I use one that fits onto my belt because I got tired of replacing screen protectors, and easier to retrieve.
I often wear cargo pants, the phone has plenty of room and I don’t sit on it.
I love how he speaks as if STTNG is actually real and “they” in “their infinite future wisdom” choose to do things a certain way… lolz
I admit my phone’s only 5.8×2.7×0.35 so my pockets are plenty, but I think part of the blame goes to pant designs that put too much emphasis on fashion over function. I had more in my pockets before smartphones than I do now, so I always wore pants with better pockets to fit it all.
The problem is: I want a big screen and a thin device. So unfortunately there is just no space for a physical keyboard.
I wonder when they’ll get rid of all the point-to-point connections and just have an i2c bus (or something faster) to connect up all the chips. Easier to route, thinner PCBs. Because this ‘schematic’ is just a connection map with some passives. No real circuits in sight.
What is a “real circuit”? Sure, modern digital electronics is mostly just interconnected ICs.
Fast data transfer is quite incompatible with a shared bus, so point-to-point connections will remain.
And smartphones are full of fast data transfer, even 1080p60 video camera already transfers 3 Gbit/s.
But it may be that standards emerge and they’ll all use some common point-to-point serial protocol, like there is already e.g. MIPI CSI for cameras.

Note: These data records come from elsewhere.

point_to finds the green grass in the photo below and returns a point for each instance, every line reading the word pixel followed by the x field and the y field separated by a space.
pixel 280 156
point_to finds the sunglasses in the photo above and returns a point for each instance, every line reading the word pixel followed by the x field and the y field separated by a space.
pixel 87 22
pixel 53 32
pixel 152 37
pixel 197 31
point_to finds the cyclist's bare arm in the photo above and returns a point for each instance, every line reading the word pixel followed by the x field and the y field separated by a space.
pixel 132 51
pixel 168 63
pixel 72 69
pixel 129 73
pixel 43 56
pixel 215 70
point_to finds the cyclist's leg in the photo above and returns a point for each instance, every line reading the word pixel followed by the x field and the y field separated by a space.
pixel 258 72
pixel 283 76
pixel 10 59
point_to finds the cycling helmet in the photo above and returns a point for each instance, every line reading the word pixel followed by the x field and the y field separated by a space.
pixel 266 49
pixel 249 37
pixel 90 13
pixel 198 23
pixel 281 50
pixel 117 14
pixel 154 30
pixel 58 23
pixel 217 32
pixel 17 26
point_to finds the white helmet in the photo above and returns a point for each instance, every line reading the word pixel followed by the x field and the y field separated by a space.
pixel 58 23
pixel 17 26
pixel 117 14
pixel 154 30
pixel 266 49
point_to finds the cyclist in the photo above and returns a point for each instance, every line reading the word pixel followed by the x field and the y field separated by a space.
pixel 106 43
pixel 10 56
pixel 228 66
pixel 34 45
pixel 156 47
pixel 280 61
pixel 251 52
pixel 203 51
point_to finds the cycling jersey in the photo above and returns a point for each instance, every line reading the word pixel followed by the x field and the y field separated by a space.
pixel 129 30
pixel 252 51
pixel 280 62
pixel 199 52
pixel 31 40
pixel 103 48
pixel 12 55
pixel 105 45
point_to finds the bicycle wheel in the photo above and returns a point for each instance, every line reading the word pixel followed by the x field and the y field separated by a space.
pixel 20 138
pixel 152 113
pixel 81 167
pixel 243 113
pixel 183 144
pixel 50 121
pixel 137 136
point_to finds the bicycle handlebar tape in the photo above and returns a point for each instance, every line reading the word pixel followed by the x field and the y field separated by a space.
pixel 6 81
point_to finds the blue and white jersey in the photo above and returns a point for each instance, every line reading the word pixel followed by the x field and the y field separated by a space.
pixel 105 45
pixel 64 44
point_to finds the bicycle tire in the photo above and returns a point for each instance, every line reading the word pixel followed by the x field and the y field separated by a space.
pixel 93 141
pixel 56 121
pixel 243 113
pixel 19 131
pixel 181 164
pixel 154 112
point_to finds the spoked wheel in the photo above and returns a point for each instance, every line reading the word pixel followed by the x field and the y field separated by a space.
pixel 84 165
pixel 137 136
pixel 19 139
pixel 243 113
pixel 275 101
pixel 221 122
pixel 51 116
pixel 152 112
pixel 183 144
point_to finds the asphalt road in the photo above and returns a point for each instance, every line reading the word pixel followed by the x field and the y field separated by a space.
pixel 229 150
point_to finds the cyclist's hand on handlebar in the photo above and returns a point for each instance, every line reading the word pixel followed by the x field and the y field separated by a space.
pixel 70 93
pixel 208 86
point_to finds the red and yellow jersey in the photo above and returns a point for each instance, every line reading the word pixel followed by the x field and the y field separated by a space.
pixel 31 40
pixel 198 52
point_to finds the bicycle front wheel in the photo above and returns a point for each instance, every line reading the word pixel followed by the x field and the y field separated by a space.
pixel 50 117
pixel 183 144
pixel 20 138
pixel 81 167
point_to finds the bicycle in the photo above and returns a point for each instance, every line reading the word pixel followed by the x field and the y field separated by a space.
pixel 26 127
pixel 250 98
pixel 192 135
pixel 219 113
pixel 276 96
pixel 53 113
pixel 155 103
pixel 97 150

In a “typical” – *properly* administered service center – depot level – there are ATE analyzers that would confirm proper functioning to spec of the radio transceiver elements. For example, frequency error, sensitivity, modulation accuracy, etc, etc. Seriously doubt the average Joe (or corner fix-it shop) as access to an Agilent or Anritsu $100k piece of test equipment.
If one swaps out the main & secondary pcb’s – the core RF sections that are the basis for a phone, they’re presuming the factory supplier of same has tested said boards and QA’d them as acceptable to regulatory authorities (that it won’t be acting as an inadvertent EW jammer), and also it meets OEM specs for the assembled phone.
The other peripheral elements (camera, etc), are of no consequence to the core function of the basic device (which is communication via RF) – exception the screen, somewhat critical as the human interface.
” It won’t shake Apple or Samsung from their perches, but for a hackable device to be so generally available to those who wish to do things with it can never be a bad thing.”
Hacking is a small part of the picture. Availability of parts is the other.
Plust part sourcing policy.
> Here in Europe where this is being written, the Fairphone is being sold as a consumer device.
Unfortunately, there in Europe appears to be the only place it’s being sold. No plans for availability in the US as far as I can tell — do the carriers here all have too many demands for individual carrier certifications? Or does Apple have too much of a hold on the market here? Oh well, I guess I’ll just keep my Essential kicking as long as I can!
Could just buy one online. My stuff works there, don’t see why their stuff wouldn’t work here. Getting past the proprietary stuff could be difficult…..
You cannot place an order if your destination country is not on their list.
Some question too on warranty coverage outside “official” territory. For a 700 Euro phone that’s a non-starter.
I think the problem is that most people in the US don’t ever purchase a phone. The majority of the service providers sell you service and then up-sell a new phone that you make monthly payments on as part of your service contract.
Or go with an MVNO and buy the phone outright.
I want Fairphone to release the source code for the device tree for Fairphone 4 and 5. Having kernel source code is great but porting would be much easier this device tree source as well.
I suppose KiCad layout would be out of the question?